Some quotes come up in the food -writing business all the time. Like,

“I cook with wine. Sometimes I even add it to the food.” W.C. Fields 

“Cauliflower is nothing but cabbage with a college education.” Mark Twain

“Cheese is milk's leap toward immortality.” Clifton Fadiman

 I think of the Fadiman phrase every time I eat fresh mozzarella, because I think of this cheese as a failed leap toward immortality. Mozzarella is barely a step, hardly a leap, away from milk, and it's highly perishable, hardly immortal.

 The mozzarella made south of Naples from water buffalo milk is probably the best in the world. But since freshness is key, the mozzarella you just pulled from its water bath might be the best available. My friend Paula Lambert has been making fresh mozzarella at her Mozzarella Company in Texas since 1982—she uses mostly cow's milk—that kind of mozzarella is called fior de latte. (Sometimes you can get Paula's cheeses at Liberty Heights Fresh. More and more delis, groceries and specialty food shops here make their own mozzarella, though they start with provided curd, a significant shortcut.

 I went out to Harmons on 7th yesterday to learn how to make mozzarella from curd. If you want to learn how to make it at home, keep an eye on Harmons' stores' cooking class schedule—mozzarella-making shows up from time to time.

 A mozzarella recipe doesn't call for many ingredients: just curds (you can buy yours from Harmons), sea salt, water and ice.

 The necessary equipment is equally simple: a couple of stockpots, three utility tubs, a knife, a thermal dispenses, paper towels, a meat thermometer, heat-protective and waterproof gloves and a perforated baking sheet or rack.

 Heat one gallon of water to 100 degrees. Heat 3 gallons of water and a cup of salt to 180 degrees.

Prep: Cut curds into 1/2-inch cubes and place in a tub. Pour 100-degree water over the curds, and stir gently with gloved hand. Fill the other tub halfway with ice and fill with water. Pour the hot brine into the thermal dispenser.

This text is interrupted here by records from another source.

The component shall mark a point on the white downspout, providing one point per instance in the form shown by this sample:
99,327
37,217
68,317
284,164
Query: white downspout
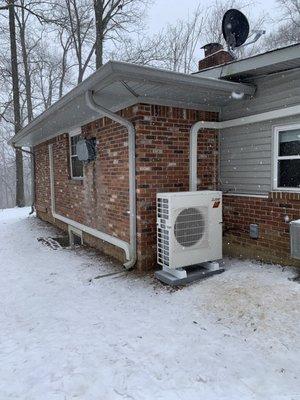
132,175
251,119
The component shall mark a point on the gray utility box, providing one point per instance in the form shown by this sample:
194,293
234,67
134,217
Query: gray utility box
295,239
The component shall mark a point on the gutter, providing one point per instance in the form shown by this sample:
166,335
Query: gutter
251,119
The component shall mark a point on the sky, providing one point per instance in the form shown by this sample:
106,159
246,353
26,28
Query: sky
163,12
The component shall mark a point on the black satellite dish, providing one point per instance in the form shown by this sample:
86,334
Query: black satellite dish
235,28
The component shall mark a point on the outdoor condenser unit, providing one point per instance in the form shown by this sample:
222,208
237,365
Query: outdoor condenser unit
189,230
295,239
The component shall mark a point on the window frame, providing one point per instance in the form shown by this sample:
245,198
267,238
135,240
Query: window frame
72,133
276,157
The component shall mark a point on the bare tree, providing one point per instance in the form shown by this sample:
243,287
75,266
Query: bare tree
113,17
288,25
20,199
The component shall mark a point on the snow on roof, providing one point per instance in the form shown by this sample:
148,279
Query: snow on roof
277,60
118,85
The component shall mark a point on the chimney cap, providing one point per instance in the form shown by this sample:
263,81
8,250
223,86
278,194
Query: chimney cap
211,48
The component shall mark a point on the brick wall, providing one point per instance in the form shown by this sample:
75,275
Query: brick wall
101,199
273,244
163,165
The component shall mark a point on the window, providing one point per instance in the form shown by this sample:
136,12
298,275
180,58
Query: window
76,165
287,158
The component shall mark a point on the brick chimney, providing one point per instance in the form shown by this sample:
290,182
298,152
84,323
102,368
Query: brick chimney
214,55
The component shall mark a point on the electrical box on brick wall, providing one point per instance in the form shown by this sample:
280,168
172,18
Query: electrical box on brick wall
254,231
86,150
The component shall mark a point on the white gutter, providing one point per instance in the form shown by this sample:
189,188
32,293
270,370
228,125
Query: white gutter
93,232
251,119
131,163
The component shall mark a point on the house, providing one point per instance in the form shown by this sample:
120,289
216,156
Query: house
233,127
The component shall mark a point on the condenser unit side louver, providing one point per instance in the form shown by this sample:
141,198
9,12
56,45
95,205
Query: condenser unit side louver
189,229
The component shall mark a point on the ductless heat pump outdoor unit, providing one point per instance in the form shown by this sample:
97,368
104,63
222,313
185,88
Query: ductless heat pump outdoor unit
189,234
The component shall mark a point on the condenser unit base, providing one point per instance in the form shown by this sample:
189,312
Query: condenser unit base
193,274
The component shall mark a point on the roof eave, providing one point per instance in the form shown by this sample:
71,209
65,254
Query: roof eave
119,71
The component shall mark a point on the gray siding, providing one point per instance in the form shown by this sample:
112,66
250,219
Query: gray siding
246,151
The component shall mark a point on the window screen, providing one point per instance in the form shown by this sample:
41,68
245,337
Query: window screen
288,159
76,165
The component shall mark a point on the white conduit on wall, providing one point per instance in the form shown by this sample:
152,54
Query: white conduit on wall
129,248
252,119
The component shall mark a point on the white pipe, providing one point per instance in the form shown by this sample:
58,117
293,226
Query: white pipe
251,119
93,232
131,161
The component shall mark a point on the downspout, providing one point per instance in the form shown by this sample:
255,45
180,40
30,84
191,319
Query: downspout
251,119
132,175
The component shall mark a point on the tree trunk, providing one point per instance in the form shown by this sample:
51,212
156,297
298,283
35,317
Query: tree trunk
98,6
20,198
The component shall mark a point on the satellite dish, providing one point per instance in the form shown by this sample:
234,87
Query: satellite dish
235,28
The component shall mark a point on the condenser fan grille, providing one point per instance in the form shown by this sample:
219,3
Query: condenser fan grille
189,227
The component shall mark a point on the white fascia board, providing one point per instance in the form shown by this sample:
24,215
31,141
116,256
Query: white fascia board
156,75
258,61
117,71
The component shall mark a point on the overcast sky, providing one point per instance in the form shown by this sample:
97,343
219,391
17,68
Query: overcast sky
164,11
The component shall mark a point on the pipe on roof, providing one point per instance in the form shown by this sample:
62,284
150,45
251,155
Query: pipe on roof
132,175
251,119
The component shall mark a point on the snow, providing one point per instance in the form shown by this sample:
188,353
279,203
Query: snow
66,335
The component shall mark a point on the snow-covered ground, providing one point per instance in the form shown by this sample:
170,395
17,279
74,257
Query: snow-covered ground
66,335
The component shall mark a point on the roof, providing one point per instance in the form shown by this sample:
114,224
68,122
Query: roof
118,85
278,60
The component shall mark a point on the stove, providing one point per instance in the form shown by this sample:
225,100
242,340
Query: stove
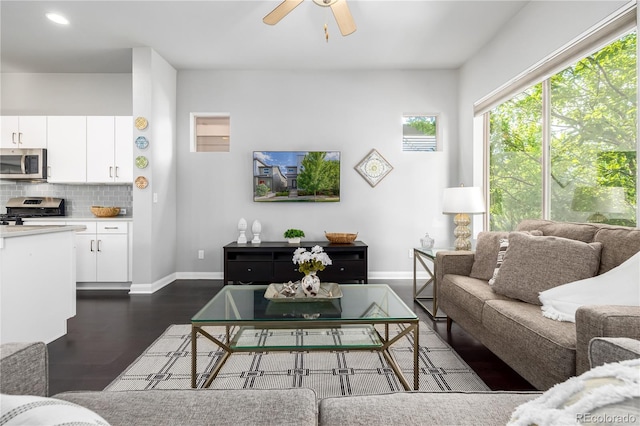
22,207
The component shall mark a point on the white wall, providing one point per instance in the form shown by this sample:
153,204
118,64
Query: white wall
349,111
154,223
65,94
537,31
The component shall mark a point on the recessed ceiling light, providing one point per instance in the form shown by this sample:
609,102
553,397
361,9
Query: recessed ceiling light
58,19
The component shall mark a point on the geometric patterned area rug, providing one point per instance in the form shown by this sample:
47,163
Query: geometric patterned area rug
166,364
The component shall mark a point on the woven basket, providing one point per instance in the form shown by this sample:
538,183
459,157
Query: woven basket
340,238
100,211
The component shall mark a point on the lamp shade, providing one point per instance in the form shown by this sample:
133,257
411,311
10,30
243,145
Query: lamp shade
463,199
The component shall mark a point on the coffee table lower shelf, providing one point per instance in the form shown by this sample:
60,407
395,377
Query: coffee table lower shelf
232,342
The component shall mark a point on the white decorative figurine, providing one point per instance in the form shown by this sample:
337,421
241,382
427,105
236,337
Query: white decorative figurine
242,227
256,227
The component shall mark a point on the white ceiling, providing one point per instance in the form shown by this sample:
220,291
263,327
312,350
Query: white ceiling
217,34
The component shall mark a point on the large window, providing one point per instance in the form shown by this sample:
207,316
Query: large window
565,149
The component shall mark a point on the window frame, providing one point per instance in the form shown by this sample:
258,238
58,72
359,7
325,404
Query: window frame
193,136
607,31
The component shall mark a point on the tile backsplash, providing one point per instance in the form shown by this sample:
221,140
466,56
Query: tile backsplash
78,198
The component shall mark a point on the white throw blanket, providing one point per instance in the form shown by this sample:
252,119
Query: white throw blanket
619,286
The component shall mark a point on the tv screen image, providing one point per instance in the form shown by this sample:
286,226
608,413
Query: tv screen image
296,176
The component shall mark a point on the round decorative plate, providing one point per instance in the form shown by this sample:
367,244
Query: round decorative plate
141,162
142,182
142,142
141,123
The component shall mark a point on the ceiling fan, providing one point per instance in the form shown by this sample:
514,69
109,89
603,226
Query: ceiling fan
339,8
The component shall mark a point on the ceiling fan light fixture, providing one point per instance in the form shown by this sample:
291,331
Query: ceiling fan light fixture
340,10
324,3
57,18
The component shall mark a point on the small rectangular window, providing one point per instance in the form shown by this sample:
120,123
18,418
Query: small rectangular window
420,132
210,132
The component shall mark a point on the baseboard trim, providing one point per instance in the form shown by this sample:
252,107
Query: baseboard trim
199,275
149,288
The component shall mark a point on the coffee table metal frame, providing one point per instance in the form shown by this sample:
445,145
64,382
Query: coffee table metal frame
228,345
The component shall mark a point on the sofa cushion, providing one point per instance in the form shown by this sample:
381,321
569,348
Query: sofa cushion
504,245
618,245
486,255
202,406
618,286
469,293
38,410
422,408
540,349
609,394
533,264
584,232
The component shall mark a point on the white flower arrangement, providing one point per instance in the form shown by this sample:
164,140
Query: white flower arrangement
315,260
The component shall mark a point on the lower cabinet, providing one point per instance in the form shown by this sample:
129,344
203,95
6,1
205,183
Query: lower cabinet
103,252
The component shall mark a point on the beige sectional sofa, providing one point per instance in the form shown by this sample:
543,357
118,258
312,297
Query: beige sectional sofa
542,350
24,371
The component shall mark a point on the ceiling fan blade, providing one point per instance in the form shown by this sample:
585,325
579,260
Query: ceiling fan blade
280,11
343,17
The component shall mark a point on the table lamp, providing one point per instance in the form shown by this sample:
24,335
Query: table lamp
461,202
598,200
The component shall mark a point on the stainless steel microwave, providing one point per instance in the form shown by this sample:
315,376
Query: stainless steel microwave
23,164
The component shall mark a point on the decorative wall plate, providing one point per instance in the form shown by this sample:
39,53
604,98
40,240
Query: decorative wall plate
142,142
141,162
373,167
142,182
141,123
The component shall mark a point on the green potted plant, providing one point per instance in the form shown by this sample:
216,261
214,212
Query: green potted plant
293,235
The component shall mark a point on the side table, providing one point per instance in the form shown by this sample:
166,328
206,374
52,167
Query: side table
424,256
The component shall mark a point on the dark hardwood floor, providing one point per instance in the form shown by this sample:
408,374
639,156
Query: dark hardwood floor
112,328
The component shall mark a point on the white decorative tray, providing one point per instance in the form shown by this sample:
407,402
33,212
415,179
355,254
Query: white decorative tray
327,292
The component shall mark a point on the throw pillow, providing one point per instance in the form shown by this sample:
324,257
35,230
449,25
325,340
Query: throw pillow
609,394
618,286
504,244
37,410
534,264
487,247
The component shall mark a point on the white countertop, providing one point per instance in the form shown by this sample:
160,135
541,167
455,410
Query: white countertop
8,231
78,219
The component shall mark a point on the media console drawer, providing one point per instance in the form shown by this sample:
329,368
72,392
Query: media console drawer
270,262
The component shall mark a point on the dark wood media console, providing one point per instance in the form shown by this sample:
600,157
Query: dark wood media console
271,262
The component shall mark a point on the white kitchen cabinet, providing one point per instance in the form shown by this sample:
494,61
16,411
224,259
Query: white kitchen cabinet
124,149
109,149
103,252
67,149
23,132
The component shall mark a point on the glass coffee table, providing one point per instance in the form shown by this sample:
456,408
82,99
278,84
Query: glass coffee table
241,309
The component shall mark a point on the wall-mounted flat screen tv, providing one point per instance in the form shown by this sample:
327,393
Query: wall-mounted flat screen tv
296,176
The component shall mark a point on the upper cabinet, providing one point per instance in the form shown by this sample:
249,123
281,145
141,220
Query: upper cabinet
23,132
67,149
109,149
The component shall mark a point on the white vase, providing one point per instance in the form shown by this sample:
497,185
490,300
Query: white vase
310,284
256,228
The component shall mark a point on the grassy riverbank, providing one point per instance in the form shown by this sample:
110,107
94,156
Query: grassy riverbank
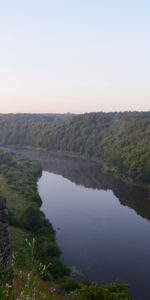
37,271
18,184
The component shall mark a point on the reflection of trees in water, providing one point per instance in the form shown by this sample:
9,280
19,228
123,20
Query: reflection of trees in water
88,174
5,257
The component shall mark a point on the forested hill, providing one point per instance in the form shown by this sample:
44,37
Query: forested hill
121,141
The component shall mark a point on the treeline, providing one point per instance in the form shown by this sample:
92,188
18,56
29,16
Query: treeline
120,141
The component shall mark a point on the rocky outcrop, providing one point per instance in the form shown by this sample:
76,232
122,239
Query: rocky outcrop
5,253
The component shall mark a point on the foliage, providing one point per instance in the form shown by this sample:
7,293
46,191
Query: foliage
120,141
18,184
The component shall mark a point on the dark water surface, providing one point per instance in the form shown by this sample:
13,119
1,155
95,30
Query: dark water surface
102,224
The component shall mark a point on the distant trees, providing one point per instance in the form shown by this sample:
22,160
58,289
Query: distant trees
121,141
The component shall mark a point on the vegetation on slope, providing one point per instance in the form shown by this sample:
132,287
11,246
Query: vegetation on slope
120,141
36,271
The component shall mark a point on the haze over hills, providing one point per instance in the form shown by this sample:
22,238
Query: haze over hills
119,140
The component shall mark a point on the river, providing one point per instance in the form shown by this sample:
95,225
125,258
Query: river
102,224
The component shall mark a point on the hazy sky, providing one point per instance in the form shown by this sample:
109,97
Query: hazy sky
77,56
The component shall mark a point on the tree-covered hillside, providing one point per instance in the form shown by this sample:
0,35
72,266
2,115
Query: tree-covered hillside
120,141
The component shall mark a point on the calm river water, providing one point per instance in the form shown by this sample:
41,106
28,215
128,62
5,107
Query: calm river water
102,224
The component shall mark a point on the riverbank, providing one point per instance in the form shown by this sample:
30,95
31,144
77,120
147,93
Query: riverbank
18,184
104,166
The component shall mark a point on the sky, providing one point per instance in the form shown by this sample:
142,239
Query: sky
74,56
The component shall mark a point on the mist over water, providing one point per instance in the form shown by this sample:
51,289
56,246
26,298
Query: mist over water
102,224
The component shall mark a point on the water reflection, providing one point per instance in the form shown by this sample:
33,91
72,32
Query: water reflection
88,174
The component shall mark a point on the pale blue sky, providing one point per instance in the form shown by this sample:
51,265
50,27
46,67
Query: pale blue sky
77,56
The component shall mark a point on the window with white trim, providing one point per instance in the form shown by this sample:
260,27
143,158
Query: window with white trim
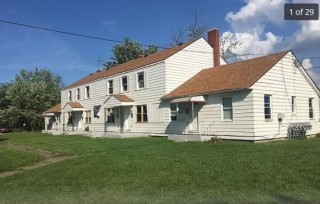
110,115
124,83
110,86
293,104
142,114
267,107
174,111
88,116
78,94
227,108
87,92
140,80
69,95
311,108
70,118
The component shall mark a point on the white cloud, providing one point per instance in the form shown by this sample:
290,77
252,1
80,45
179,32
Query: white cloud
306,63
306,38
252,43
248,26
255,14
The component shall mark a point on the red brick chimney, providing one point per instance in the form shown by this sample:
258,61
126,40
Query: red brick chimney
214,41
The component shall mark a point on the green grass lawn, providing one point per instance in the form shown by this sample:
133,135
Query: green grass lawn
11,159
155,170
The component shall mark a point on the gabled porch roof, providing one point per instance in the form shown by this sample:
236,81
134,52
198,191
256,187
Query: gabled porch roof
51,111
118,100
73,106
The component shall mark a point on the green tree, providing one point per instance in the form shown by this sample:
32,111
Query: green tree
193,31
4,103
31,93
128,50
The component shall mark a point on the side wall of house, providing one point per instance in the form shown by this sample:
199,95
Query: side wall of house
150,96
162,77
210,117
283,82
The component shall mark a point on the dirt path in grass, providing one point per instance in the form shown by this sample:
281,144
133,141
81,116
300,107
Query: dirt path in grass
48,158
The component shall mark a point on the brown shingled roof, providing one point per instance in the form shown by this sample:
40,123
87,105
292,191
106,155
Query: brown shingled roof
123,98
133,64
235,76
54,109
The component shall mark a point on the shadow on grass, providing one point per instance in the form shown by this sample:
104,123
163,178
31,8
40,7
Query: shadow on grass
288,199
3,139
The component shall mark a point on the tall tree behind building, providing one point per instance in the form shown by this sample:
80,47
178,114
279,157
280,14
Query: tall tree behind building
128,50
29,95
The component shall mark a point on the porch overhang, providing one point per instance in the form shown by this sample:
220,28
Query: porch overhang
117,100
73,107
48,114
191,99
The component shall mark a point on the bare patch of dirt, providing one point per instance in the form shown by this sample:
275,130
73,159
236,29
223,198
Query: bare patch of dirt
49,158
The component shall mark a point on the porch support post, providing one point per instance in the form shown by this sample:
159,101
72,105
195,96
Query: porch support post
192,109
46,123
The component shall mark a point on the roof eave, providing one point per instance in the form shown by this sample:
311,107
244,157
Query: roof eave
205,93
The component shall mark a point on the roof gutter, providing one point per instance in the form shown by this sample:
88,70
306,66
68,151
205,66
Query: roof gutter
205,93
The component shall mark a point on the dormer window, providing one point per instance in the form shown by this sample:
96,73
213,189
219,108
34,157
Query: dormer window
78,94
87,92
110,87
140,80
124,83
69,95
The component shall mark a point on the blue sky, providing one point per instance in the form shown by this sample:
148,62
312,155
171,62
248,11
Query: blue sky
257,24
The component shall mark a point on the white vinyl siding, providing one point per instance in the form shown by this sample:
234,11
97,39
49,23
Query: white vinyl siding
227,114
88,117
311,108
110,88
293,105
174,112
78,94
110,115
124,84
140,80
267,108
183,65
87,92
69,95
142,114
283,81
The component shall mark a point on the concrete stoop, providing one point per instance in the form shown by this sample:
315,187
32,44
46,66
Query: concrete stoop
184,138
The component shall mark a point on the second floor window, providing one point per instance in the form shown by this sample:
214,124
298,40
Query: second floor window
293,104
227,108
87,92
142,114
124,83
310,108
174,112
78,94
69,95
88,116
110,87
267,107
140,80
110,115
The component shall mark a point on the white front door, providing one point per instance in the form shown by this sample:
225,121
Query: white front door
194,124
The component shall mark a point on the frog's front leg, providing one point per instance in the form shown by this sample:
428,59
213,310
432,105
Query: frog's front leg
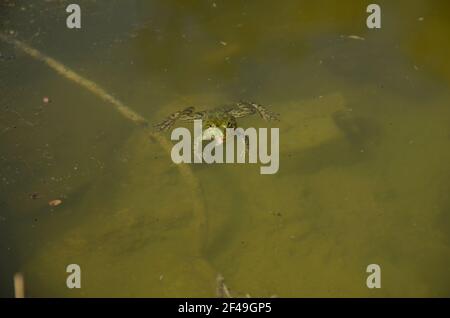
169,121
261,110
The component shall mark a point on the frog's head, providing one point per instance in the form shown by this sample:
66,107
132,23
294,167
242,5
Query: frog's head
214,126
222,122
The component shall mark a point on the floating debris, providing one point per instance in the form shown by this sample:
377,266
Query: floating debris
353,37
222,289
34,196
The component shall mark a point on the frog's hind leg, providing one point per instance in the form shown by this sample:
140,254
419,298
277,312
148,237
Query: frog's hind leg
169,121
257,108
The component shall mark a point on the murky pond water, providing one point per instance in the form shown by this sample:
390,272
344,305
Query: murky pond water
364,149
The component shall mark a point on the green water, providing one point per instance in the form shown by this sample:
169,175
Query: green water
364,154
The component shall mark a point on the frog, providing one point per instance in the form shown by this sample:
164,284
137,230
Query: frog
216,121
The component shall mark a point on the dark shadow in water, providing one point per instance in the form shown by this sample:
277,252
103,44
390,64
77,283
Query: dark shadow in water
361,135
359,131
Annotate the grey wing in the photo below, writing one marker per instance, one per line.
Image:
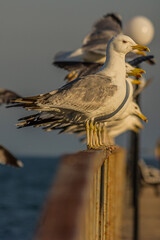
(103, 30)
(8, 159)
(84, 95)
(6, 96)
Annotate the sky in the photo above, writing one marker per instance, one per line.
(31, 33)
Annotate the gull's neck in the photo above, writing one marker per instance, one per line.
(114, 64)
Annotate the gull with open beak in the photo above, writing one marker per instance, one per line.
(90, 100)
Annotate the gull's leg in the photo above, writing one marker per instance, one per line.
(96, 136)
(88, 135)
(91, 134)
(100, 134)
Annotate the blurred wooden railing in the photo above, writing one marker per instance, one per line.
(85, 202)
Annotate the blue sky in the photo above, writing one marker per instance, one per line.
(32, 32)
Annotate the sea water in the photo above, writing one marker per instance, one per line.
(22, 195)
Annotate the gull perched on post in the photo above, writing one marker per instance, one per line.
(89, 100)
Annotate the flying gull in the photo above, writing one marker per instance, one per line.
(91, 56)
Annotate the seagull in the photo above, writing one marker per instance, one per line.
(90, 100)
(6, 96)
(7, 158)
(91, 56)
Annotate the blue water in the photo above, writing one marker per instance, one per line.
(22, 194)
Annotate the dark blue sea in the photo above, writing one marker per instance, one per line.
(22, 194)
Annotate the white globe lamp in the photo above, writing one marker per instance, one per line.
(140, 29)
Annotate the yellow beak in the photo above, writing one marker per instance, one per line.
(141, 48)
(136, 72)
(136, 82)
(142, 117)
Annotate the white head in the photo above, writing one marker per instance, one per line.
(124, 44)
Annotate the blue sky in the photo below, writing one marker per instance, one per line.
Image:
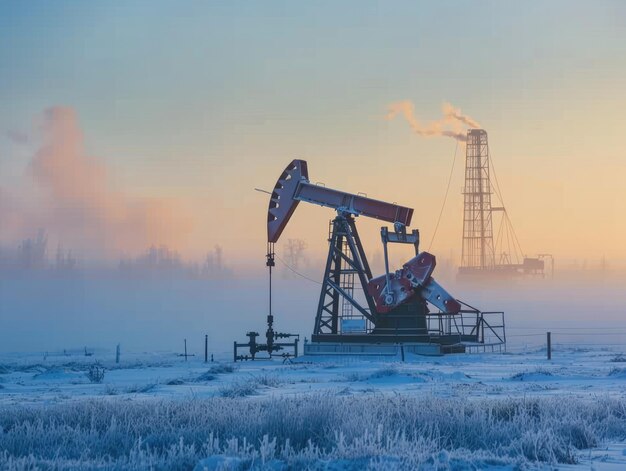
(201, 100)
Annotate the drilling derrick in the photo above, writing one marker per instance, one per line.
(478, 250)
(481, 256)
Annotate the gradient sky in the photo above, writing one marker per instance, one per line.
(200, 102)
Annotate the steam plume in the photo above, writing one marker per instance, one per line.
(453, 123)
(71, 196)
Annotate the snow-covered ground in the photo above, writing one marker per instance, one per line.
(576, 377)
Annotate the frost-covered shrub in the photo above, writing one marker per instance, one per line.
(268, 380)
(241, 388)
(206, 376)
(222, 368)
(95, 373)
(141, 388)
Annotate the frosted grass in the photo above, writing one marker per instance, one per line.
(375, 432)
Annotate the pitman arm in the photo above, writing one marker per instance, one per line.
(414, 279)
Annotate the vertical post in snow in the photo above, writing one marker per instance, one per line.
(549, 339)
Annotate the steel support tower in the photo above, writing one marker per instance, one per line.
(478, 252)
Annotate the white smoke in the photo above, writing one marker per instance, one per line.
(453, 123)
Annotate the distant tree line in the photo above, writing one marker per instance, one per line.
(31, 255)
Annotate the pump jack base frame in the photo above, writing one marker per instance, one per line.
(468, 331)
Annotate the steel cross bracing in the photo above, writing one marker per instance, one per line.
(478, 247)
(346, 258)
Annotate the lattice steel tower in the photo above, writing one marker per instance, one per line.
(478, 248)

To make cheese, put warmed curds into the hot brine.

Pull the chunks toward you through the water with a rolling motion,

gathering them into a rough log shape. Push them away from you with the same motion. Repeat a few times until the curds knit together loosely. Don't overdo, or you'll have tough cheese.

Hold the glop of cheese over the water and let it hang and stretch. Gather it up and repeat several times until the cheese looks shiny with no lumps.

Pinch off a lump and hand-knead it to form a ball with a nice taut skin, then plop it into the ice bath to cool for about 30 minutes. Drain balls on rack over paper towels. Chill mozzarella down to 40 degrees within four hours.